Danilo Tacconi, direttore di Malattie infettive all’ospedale San Donato di Arezzo, ed Elena De Sanctis, responsabile dell’Igiene pubblica della zona aretina, spiegano il fenomeno.
Primo obiettivo: “Intensificare la vaccinazione per raggiungere l’immunità di gregge, e cioè fino al punto in cui almeno all’80% della popolazione ha completato il ciclo vaccinale”. Secondo Obiettivo: “Mantenere l’uso delle mascherine e delle norme di prudenza”. Danilo Tacconi, direttore di Malattie infettive all’ospedale San Donato di Arezzo, respinge l’idea che la singola persona vaccinata contro il Covid sia una sorta di supereroe libero da problemi e, soprattutto, da doveri verso la comunità in cui vive.
“Negli ultimi nove giorni, nella provincia di Arezzo, abbiamo avuto 50 nuovi casi di media al giorno – ricorda –. Abbiamo pazienti in degenza Covid, il cui numero non arriva a due cifre e due pazienti in terapia intensiva. La sintesi è che le precauzioni non possono essere abbandonate né alla prima né alla seconda dose di vaccino, soprattutto avendo a che fare con le varianti e con un’immunità della popolazione ancora non sufficiente, tale da ridurre in modo significativo la circolazione del virus”.
I contagi, e più ancora i ricoveri di persone vaccinate, provocano dubbi. “Come ha evidenziato l’Istituto Superiore di Sanità, siamo di fronte ad un paradosso – commenta Elena De Sanctis, responsabile dell’Igiene pubblica della zona aretina –. Sono stati raggiunti livelli elevati di copertura e in questa fase il numero assoluto delle infezioni, ospedalizzazioni e decessi diventa simile per vaccinati e non vaccinati. Ma se leggiamo l’incidenza e cioè il rapporto tra il numero dei casi e la popolazione, scopriamo che quella dei vaccinati è dieci volte più bassa di quella dei non vaccinati.

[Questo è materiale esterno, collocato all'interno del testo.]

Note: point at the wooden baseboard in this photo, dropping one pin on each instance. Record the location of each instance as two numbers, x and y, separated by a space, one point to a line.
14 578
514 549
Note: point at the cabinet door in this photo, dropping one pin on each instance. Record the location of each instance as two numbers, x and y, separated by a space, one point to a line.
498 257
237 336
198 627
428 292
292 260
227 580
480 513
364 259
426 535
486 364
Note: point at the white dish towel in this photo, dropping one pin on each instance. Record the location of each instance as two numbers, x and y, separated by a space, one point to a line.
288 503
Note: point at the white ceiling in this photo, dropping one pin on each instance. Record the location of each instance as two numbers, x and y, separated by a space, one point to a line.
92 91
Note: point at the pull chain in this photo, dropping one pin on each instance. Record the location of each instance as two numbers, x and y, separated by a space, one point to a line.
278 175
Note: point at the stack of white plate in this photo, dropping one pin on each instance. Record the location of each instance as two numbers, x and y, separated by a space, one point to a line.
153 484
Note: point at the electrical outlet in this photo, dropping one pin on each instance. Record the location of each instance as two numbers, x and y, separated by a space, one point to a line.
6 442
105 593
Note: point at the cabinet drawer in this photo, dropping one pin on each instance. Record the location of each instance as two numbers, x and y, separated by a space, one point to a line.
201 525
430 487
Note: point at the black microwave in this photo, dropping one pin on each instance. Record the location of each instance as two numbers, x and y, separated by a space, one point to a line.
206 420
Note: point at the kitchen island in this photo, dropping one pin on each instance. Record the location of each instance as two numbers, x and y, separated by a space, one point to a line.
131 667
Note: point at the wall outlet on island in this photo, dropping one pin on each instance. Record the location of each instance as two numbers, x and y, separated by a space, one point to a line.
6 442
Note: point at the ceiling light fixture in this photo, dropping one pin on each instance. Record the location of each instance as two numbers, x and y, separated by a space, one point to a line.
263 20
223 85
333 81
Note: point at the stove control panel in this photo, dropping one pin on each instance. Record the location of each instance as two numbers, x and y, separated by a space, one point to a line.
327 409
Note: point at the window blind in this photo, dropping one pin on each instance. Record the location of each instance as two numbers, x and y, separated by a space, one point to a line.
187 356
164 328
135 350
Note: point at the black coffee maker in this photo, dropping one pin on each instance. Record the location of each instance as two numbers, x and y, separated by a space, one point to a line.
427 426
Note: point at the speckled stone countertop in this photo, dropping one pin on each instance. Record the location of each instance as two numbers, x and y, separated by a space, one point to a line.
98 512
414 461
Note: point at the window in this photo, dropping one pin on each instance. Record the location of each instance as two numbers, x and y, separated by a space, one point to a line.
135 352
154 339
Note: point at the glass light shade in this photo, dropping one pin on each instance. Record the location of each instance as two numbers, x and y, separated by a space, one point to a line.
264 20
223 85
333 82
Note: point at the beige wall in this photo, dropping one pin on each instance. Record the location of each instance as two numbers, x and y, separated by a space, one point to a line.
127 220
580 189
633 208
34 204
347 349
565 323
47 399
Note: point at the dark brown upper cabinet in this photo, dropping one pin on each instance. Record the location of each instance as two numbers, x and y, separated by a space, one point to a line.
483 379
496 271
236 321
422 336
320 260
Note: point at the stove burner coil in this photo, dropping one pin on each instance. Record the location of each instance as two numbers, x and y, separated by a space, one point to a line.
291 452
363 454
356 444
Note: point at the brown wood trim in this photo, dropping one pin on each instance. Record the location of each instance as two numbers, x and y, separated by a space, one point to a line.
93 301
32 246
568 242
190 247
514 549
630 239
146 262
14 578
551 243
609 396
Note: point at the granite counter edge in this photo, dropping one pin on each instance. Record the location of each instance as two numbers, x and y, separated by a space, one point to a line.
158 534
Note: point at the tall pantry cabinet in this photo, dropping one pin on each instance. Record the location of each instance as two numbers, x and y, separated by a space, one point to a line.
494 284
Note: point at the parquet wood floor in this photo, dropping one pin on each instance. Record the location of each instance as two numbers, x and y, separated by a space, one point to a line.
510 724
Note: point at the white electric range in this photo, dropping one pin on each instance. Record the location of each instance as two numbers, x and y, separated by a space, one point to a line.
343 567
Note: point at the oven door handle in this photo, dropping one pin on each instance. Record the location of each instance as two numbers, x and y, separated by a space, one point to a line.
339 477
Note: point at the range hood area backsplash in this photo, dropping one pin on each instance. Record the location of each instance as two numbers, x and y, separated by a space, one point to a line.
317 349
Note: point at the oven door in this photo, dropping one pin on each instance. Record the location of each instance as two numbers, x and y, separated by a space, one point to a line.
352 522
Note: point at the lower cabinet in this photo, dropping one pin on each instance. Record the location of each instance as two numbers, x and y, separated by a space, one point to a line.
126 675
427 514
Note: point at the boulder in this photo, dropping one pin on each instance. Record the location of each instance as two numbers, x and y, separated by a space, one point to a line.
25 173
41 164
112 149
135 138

La sintesi è che il vaccino funziona”.
Ovviamente la sua copertura non può essere al 100%. “È la storia dei vaccini a confermarlo – sottolinea Tacconi –. Ci sono i limiti dettati dal vaccino stesso e la reazione, singola e diversa l’una dall’altra, delle diverse persone”.
De Sanctis ricorda, sulla base dei dati forniti dall’Istituto Superiore di Sanità, che il ciclo vaccinale completo protegge all’88% dall’infezione, al 94% dal ricovero in ospedale, al 97% dal ricovero in terapia intensiva e al 96% da un esito fatale della malattia. I vaccinati possono divenire positivi, ma in genere hanno forme con nessuno o pochi sintomi. Fra i ricoverati con il Covid ci sono anche delle persone che hanno completato il ciclo vaccinale ma il motivo del loro ricovero è una patologia diversa dal Covid. “Quando si raggiunge una copertura molta alta – conclude – la maggior parte dei casi può essere quella di soggetti vaccinati, ma questo perché popolazione dei vaccinati è più numerosa di quella che non lo è”.
Una riflessione merita, infine, l’ospedalizzazione. Così Tacconi: “Dobbiamo distinguere le differenze tra i pazienti in degenza Covid. Tra quelli vaccinati con ciclo completo, in numero assoluto decisamente più basso rispetto ai non vaccinati, il motivo della degenza ospedaliera è spesso indipendente dal Covid. Presentano altre patologie, ma la presenza dell’infezione da SARS-CoV-2 ne determina la degenza in bolla Covid. Un contagiato, seppur vaccinato, che ha contratto una polmonite batterica o ha una frattura di femore si ricovera in bolla, perché devono essere garantiti percorsi di isolamento, senza venir meno ai trattamenti specifici del paziente. I numeri dei vaccinati ricoverati non può essere quindi utilizzato per mettere in discussione l’assoluta validità e necessità della vaccinazione”.